Ce dossier, le numéro 137, est confié à l’enquêtrice Stéphanie Bertrand (Léa Drucker), une policière intègre et opiniâtre. Ayant déjà évalué elle-même sur le terrain par le passé, elle juge toujours le comportement de ses collègues mis en cause au regard du contexte, évalue chaque faute avec la bonne distance, ce qui l’autorise à pointer du doigt les bavures et les abus d’autorité, le cas échéant.
Stéphanie entend procéder avec la même méthode et la même éthique pour boucler son rapport, mais très vite, elle comprend que sa hiérarchie entend classer rapidement l’enquête. On lui fait comprendre que le dossier est simple : la manifestation était conçue pour dégénérer, la victime et sa famille y ont assisté en connaissance de cause, poussés par un vent de révolte contre le gouvernement ; Guillaume et Rémi sont soupçonnés d’avoir commis des actes malveillants et de s’être montrés hostiles vis-à-vis des forces de l’ordre, ce qui aurait justifié le tir de LBD ; et Rémi, interpellé après l’incident, se montre effectivement peu coopératif et agressif. Version contre version, le dossier penche plutôt en faveur des policiers.
Mais Stéphanie n’est pas convaincue. Elle s’accroche pour trouver des témoins, des preuves inculpant ou disculpant les protagonistes, au risque de provoquer la colère de ses supérieurs et de ses collègues.

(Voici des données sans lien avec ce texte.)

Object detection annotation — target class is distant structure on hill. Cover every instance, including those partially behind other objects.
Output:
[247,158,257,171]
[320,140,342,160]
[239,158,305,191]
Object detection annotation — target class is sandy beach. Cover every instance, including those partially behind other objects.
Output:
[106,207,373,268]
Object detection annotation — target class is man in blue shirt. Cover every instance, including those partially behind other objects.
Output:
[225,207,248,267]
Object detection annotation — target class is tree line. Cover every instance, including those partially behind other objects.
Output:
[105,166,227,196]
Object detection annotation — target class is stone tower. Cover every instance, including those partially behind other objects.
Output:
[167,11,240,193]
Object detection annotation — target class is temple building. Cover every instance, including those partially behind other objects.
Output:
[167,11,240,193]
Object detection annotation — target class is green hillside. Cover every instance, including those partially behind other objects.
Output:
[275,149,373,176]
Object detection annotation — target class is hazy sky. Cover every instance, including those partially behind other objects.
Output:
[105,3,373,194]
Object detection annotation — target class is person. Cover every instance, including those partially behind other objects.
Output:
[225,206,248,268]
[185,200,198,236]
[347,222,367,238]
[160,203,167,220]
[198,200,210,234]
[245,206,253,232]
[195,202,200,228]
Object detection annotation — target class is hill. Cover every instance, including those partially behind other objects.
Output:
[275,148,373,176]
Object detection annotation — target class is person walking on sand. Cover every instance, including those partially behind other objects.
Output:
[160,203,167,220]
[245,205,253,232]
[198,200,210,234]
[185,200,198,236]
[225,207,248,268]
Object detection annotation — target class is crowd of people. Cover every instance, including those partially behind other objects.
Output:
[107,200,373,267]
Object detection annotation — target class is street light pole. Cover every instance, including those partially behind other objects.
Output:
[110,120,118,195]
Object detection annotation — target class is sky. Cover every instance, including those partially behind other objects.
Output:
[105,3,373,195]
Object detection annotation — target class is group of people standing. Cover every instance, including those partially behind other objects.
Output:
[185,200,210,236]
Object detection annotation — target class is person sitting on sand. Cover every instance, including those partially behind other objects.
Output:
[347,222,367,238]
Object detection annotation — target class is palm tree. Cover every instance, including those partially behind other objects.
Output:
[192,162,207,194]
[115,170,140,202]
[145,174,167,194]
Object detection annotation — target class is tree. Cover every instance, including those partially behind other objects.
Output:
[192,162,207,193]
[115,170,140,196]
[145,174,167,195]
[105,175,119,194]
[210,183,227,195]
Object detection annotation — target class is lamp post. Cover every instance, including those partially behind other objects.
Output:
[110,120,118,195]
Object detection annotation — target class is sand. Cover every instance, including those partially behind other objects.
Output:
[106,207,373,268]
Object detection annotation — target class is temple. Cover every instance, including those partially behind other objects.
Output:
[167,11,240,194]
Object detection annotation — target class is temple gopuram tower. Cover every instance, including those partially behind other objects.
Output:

Pourquoi on émet un jugement favorable ?

Trois ans après La Nuit du 12, Dominik Moll nous propose une nouvelle plongée dans l’univers de la police nationale, en utilisant les mêmes méthodes et un récit qui agit sur trois niveaux – une enquête criminelle, un portrait de flic très impliqué dans son enquête, au-delà du raisonnable, et une radiographie sociale d’ensemble.

C’est déjà un film quasi-documentaire, s’appuyant sur des observations de terrain très précises. Il dépeint le travail d’investigation, entre interrogatoires, recherche d’indices et de témoins, avançant par à-coups, entre intuitions et découvertes cruciales. Le cinéaste nous immerge dans l’enquête, nous fournissant les mêmes éléments qu’aux policiers de l’IGPN et nous invitant à tirer nos propres conclusions.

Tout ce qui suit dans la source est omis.